Hint: Use the formula for relative error in screw gauge. Relative error in a screw gauge or micrometer is given by the ratio of least count to the measured value.Screw Gauge is a mechanical tool which facilitates measuring diameter or radius or thickness of thin wire or of metal sheets with accuracy.

Formula used:
$$R.E={\displaystyle \frac{l.c}{d}}$$
where, $$R.E$$ is a relative error, $$l.c$$ is the least count of the micrometer and $$d$$ is the measured value.

Complete step by step answer:
We know that the relative error in a screw gauge or micrometer is given by the ratio of least count to the measured value.We have, $$l.c=0.001cm$$ and the measured value of the diameter is given as,
$$R.E={\displaystyle \frac{l.c}{d}}$$
Hence, relative error in the measurement will be,
$$R.E={\displaystyle \frac{0.001}{0.084}}$$
$$\Rightarrow R.E={\displaystyle \frac{1}{84}}$$
So, relative error is $${\displaystyle \frac{1}{84}}$$

Hence, option C is correct.

 Note: Relative error in a measurement is the ratio of the absolute error of a measurement to the measurement being taken.

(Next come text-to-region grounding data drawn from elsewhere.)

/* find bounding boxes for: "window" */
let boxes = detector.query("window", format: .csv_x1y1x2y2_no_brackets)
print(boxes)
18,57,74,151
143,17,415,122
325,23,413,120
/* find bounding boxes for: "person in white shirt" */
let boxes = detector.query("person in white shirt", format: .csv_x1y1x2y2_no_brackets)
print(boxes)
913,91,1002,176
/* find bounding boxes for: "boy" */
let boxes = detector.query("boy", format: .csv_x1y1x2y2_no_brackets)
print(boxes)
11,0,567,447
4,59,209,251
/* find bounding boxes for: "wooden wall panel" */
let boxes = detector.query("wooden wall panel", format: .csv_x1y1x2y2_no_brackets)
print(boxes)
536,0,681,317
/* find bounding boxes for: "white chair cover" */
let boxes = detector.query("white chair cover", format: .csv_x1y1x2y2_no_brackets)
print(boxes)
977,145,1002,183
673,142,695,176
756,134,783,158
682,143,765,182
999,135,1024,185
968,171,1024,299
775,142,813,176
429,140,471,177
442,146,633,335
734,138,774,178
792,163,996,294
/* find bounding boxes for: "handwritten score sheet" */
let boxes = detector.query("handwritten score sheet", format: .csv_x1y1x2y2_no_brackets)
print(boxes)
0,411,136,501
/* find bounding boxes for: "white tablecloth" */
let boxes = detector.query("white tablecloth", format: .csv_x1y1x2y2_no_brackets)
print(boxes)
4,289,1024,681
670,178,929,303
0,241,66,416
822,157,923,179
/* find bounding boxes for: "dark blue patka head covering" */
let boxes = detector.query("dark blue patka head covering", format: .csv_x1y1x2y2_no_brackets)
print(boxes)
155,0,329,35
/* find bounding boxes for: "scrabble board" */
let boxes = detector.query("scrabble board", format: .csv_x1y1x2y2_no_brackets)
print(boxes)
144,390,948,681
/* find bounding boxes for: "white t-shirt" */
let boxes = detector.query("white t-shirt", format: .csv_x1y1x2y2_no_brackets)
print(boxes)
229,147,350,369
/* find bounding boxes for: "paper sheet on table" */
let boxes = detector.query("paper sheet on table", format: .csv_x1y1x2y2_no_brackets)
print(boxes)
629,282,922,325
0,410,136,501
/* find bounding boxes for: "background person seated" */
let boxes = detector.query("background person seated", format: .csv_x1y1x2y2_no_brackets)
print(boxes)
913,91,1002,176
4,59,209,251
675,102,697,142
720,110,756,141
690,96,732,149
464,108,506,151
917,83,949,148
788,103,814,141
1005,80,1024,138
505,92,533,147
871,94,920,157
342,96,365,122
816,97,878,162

Here, absolute error for the equipment is the least count of the micrometer screw. Since, this is the minimum value that the micrometer can measure. So, absolute error will be the same as the least count of the device. Percentage of error of the device is calculated as, $$P.E={\displaystyle \frac{l.c}{d}}\times 100\mathrm{\%}$$ where, $$P.E$$ is the percentage error.